Daninda tertegun, ia melakukan kesalahan. Bukannya tidak ingin membuka hati tapi ada ketakutan tersendiri. Wanita itu tahu jika Deira mencoba menjodohkannya dengan Daniel. Dengan pria itu terlalu banyak perbedaan dari segi ekonomi, status dan juga bertalian darah dengan Pricilla. Daninda tidak mau melakukan hal bodoh. Ia tidak menyusul Deira. Dirinya juga tahu menjelaskan di saat sedang emosi tidak mungkin akan di dengar.

 

"Maafin aku, De," lirihnya. Dengan begini, ia pikir  Deira tidak akan mendekatkannya pada Daniel. Ia tidak mau terluka dan hancur lagi karena pria. Sejak saat itu hubungan mereka menjadi renggang. Daninda tidak bertemu dan menghubungi Deira. Begitu pun sebaliknya, mereka sama-sama mempertahankan ego masing-masing. Sebenarnya ia ingin meminta maaf pada sahabatnya itu. Tapi takut Deira akan tetap menjodohkannya dengan Daniel. Ia juga menghindar dari pria itu. Daninda lebih banyak melamun di toko. Fahrania yang menemaninya seharian. Di awal-awal penjualannya memang tidak begitu bagus. Tapi ia tetap mensyukurinya.

 

Perasaannya menjadi gelisah, tidak tenang. Ia memikirkan Deira. Menyesal karena sudah berbuat seperti itu pada sahabatnya.
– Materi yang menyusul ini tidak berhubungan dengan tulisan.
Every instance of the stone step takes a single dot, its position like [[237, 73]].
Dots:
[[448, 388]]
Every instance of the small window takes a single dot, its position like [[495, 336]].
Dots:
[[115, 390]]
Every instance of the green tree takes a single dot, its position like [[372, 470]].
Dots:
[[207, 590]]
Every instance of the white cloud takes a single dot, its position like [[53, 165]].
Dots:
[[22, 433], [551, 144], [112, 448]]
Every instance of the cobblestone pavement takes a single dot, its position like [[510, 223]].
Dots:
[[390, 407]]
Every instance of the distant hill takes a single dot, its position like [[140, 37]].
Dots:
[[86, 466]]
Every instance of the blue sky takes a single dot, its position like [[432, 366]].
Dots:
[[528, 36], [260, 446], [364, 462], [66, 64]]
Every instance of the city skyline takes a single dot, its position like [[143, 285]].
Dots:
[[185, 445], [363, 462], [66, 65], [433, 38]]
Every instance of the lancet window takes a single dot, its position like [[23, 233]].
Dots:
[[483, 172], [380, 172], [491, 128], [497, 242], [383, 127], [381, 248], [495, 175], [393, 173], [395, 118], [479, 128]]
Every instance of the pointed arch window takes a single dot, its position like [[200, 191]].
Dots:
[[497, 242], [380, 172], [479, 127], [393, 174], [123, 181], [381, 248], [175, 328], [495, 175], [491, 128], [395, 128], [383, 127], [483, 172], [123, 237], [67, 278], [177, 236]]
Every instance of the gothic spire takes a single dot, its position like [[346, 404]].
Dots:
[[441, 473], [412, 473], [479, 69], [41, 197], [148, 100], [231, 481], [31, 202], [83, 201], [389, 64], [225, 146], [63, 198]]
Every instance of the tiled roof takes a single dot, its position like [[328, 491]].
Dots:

Ia ingin menjaga hatinya saja. Karena perasaannya sedang kacau Daninda memutuskan untuk menutup toko. Ia pulang ke rumah. Turun dari angkutan umum bersama Fahrania. Ia dikejutkan dengan kedatangan Daniel yang berdiri di depan rumahnya menyender di tembok. Pria itu masih mengenakan pakaian kerjanya.

 

"Om Daniel!!" teriak Fahrania kegirangan seraya berlari ke arah Daniel. Ditangkapnya oleh pria itu.

 

"Hai cantik," ucap Daniel. Fahrania mengangguk senang.

 

Daninda masih diam ditempatnya. Hatinya bertanya 'kenapa Daniel ke rumahnya?' 

 

"Masuk ke dalam yuk, Om. Nanti Lania kenalin sama Nenek dan Kakek Lania," ajak Fahrania.  

 

"Rania," panggil Daninda. "Kamu masuk ke dalam dulu ya. Mama mau bicara sama Om Daniel dulu." Ia tidak mau orang tuanya bertemu Daniel. Pasti orang tuanya akan berpikiran jika Daniel adalah kekasihnya. 

 

Daniel menatapnya namun Daninda mencoba untuk tidak membalas tatapan itu. Pria itu menurunkan Fahrania. Di gandengnya tangan gadis mungil itu masuk ke dalam rumah oleh Daninda.

 

"Kita bicara di taman dekat sini aja ya," usul Daninda. 

 

"Baiklah." Mereka berjalan ke taman dekat rumah orang tua Daninda.

 

"Kenapa kamu menghindariku?" tanya Daniel setelah mereka duduk di kursi taman.

 

"Aku nggak menghindar. Aku cuma lagi sibuk sama toko," jawab Daninda berbohong. 

 

Daniel memiringkan sudut bibirnya. Ia bukan pria bodoh yang mudah dikelabuhi. Dari semua yang Daninda lakukan padanya yaitu memang benar menghindar darinya. Telepon tidak pernah diangkat dan juga chat nya tidak pernah di balas. 

 

"Apa aku melakukan kesalahan yang tidak aku ketahui? Atau melukai hatimu?" Daniel masih mencoba agar Daninda buka suara. 

 

"Nggak, memang aku lagi sibuk aja, Daniel." Dalam lubuk hatinya yang terdalam ia merasakan kehilangan beberapa hari tidak komunikasi dengan Daniel. Namun dirinya selalu mengingkari.

 

"Apa kamu merasakan hal yang lain dariku?" tanya Daniel lambat-lambat. Ia mengira jika Daninda mengetahui sesuatu yang dirasakannya saat ini. Perasaan yang sama dengannya.

 

"Hal apa?" Alis Daninda menyatu. Ia lalu menoleh pada Daniel. 

 

"Tidak ya?"  

 

"Apa maksudnya aku nggak ngerti," Daninda bertambah bingung. "Kita ini kan teman. Jadi kamu bisa terus terang sama aku. Hal apa itu, Daniel?"  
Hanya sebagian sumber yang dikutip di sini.